Que la vida no me sea indiferente

Hace unos días recordaba una de las grandes canciones reivindicativas de nuestro tiempo: Sólo le pido a Dios. La letra es del cantautor argentino León Gieco y la también argentina Mercedes Sosa la cantaba como nadie. La canción sacudía conciencias allá por los años setenta, desde Latinoamérica a Estados Unidos y Europa, a través de una llamada a no quedar indiferente frente a los abusos del poder establecido: “Que el dolor no me sea indiferente, que la guerra no me sea indiferente, que lo injusto no me sea indiferente, que el futuro no me sea indiferente…”.

Cuarenta años más tarde, en plena crisis, no sólo económica, sino de auténticos valores humanos, esta llamada a salir de nuestra indiferencia me parece una necesidad de primer orden. La vida, esta oportunidad única e irrepetible, no nos puede ser indiferente. Tenemos en nuestras manos un tesoro incalculable y día a día dejamos que se escurra entre nuestros dedos, sin damos cuenta. Dice una de las estrofas: “que la reseca muerte no me encuentre, vacío y solo sin haber hecho lo suficiente”.

Valga una vez más esta canción de instrumento reivindicativo pero, en esta ocasión, a nivel personal, para que cada uno de nosotros hagamos un alto en el camino, miremos en nuestro interior y nos preguntemos honestamente si hemos hecho lo suficiente o si podemos hacer algo más. ¿Qué le pedimos a la vida? ¿Qué deseamos realmente, más allá de las posesiones materiales? ¿Cuál es la cualidad creativa que aún no hemos expresado? ¿Qué nos gustaría cambiar? No son preguntas fáciles porque el mundo en el que vivimos no nos anima a bucear dentro de nosotros. Sencillamente no hay tiempo para eso, tan ocupados como estamos buscando fuera nuestra satisfacción.

Lo hemos dicho muchas veces: la realidad la creamos entre todos. Si buscamos satisfacciones, ¿por qué esperar a que alguien o algo decida otorgárnoslas? ¿Por qué no generarlas nosotros mismos? ¿Qué o quiénes creemos que nos lo impide? ¿Son reales nuestros límites o tal vez imaginarios?

Toda vida es una oportunidad para crecer, para evolucionar, para encontrar su propia creatividad y medio de expresión, para hallar el poder de transformar las cosas. En el camino encontraremos dificultades, claro. Algunas veces, para llegar a la luz hay que haber pasado por la oscuridad. Pero la oscuridad es un viaje a lo profundo para aprender y comprender, para aceptar y madurar. Si aceptas la oscuridad como la luz acabas por darte cuenta de que forman parte de una misma cosay que en la unión de ambos está nuestra fuerza.

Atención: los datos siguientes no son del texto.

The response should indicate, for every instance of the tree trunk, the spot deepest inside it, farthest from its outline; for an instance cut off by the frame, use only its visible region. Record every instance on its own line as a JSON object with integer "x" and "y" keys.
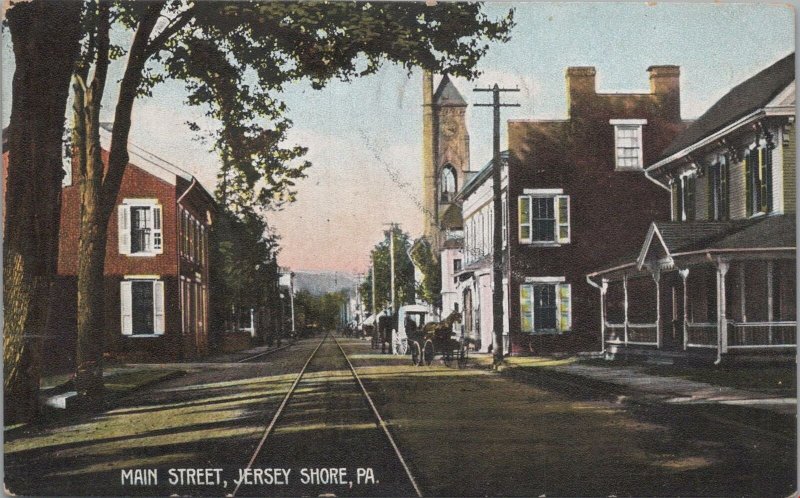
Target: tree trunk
{"x": 45, "y": 37}
{"x": 94, "y": 222}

Desde esta comprensión, desde esta fuerza, quiero dar gracias a la vida y a todo lo que en ella hay. Y por ello me despido con otra famosa canción, esta vez de la chilena Violeta Parra. Hago míos –y vuestros– sus versos:

Gracias a la vida que me ha dado tanto


Me ha dado la risa y me ha dado el llanto,


Así yo distingo dicha de quebranto


Los dos materiales que forman mi canto


Y el canto de ustedes que es el mismo canto


Y el canto de todos que es mi propio canto.